Не успел Ефимов отойти и пяти шагов от подводы, как путь ему преградил Щелкунов. Улыбаясь немного смущенно, он протянул руку Ефимову и сказал:
– Дай пять, Ефимов! Слыхал, слыхал про тебя. Ты должен простить меня. Я относился к тебе подозрительно. Я рад, что Богомаз и Самарин, вот, оказались неправы. Ведь они насчет радиостанции думали, что… Но это дело прошлое! Дай пять, Ефимов!..

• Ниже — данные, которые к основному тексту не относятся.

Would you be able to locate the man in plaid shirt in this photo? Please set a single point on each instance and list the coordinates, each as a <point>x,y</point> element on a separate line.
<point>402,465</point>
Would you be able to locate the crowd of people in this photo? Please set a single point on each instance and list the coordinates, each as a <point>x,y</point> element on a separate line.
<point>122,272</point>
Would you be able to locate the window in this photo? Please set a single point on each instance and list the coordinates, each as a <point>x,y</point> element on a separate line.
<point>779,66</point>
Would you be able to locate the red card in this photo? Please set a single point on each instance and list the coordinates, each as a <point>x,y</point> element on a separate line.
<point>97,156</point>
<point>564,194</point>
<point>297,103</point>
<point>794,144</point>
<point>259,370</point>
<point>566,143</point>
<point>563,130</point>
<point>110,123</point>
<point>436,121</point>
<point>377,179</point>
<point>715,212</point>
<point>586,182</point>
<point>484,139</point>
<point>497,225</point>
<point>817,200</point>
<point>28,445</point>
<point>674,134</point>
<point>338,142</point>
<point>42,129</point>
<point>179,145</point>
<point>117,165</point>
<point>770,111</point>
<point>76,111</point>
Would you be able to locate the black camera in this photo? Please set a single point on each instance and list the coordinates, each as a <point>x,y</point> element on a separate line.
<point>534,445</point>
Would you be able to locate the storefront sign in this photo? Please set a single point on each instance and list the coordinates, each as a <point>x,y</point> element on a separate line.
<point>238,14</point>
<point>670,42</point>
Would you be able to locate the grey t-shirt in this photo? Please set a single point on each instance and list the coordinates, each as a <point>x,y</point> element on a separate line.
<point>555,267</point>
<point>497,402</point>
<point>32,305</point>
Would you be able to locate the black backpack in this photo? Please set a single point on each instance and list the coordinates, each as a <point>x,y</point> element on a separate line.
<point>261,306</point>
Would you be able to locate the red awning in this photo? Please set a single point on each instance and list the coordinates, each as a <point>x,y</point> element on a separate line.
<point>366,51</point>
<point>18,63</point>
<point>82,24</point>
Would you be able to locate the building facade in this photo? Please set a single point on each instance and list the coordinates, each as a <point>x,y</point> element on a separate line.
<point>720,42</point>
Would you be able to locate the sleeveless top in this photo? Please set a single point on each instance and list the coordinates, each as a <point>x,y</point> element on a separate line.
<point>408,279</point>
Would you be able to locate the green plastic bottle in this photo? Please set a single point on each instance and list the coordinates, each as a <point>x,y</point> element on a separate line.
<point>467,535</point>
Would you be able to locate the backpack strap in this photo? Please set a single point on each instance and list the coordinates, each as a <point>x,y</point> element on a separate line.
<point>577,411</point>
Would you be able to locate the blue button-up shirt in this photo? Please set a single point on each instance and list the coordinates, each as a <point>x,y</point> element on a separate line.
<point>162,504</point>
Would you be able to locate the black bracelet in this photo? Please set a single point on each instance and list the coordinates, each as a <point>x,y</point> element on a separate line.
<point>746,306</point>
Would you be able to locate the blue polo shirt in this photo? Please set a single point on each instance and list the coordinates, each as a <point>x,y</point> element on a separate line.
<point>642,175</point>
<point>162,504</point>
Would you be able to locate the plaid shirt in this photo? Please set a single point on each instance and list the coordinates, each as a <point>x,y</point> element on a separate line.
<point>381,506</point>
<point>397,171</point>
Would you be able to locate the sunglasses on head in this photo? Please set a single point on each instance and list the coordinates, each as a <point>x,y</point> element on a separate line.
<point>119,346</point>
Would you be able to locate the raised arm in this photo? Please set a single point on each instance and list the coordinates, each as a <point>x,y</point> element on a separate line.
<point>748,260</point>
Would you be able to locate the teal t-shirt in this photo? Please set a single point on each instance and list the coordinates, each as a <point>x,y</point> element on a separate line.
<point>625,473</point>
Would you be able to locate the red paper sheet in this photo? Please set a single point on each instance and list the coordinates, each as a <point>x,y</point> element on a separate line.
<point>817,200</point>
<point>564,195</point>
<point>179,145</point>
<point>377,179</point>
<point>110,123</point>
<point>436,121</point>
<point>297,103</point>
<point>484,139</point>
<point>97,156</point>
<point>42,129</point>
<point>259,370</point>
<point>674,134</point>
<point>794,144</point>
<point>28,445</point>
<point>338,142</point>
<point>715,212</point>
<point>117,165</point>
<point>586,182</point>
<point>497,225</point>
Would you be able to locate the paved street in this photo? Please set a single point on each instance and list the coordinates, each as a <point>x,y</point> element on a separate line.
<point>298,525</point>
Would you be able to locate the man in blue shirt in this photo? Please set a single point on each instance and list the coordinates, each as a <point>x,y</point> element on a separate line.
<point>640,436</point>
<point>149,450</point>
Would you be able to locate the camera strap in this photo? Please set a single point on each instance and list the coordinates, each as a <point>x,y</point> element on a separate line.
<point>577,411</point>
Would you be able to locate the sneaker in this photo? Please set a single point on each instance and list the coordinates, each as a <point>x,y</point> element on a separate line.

Я заметил, что Самарин – он стоял поодаль и внимательно, хмуро наблюдал за этой сценой – усмехнулся, не сводя пытливых глаз с Ефимова. Бледное, помятое лицо Ефимова пошло пятнами. Он рассмеялся хрипло и коротко и, не взяв протянутой ему руки, зашагал прочь. Плечи его тряслись, но смеха не было слышно.
Щелкунов сдвинул на брови пилотку, поскреб в недоумении затылок, крикнул вслед:
– Кто прошлое помянет, тому глаз вон! Идет?
– Не спеши с выводами! – сказал Самарин и положил широкую ладонь на плечо Щелкунову. – Котиковы, Мурашевы – вот герои! И как они далеки, эти настоящие герои, от всякой самсоновщины в нашей жизни, от всех этих самсоновых и ефимовых!.. Подумай об этом!
Он отошел. Мы с Щелкуновым долго смотрели ему вслед.
В Радькове, когда уже почти совсем рассвело и начал накрапывать дождик, отряды снова встретились друг с другом.
Стало известно: бригадой разбиты наголову четыре гитлеровских гарнизона – в Никоновичах, Кузьковичах, Следюках и Перекладовичах. Взяты большие трофеи, а предусмотрительный Аксеныч вывез в подлесные деревни трофейные жнейки и веялки. Шестьсот двадцатому не удалось разгромить «Почту» – автобазы и ремонтные мастерские немцев на Могилевском шоссе. Проводник этого отряда, наш разведчик Козлов – Морозов, проплутал всю ночь в лесу. Зато под утро он вывел отряд к опустевшим, разгромленным Никоновичам, и бойцы 620-го забрали все оставленные нами в селе трофеи. Эти трофеи, как видно, они не собирались нам отдавать, но Самсонов не горевал: весть о неудаче, постигшей 620-й отряд, безмерно обрадовала его – не придется ни с кем славу делить. Потери бригады незначительны. Тяжелей всего досталось основному отряду.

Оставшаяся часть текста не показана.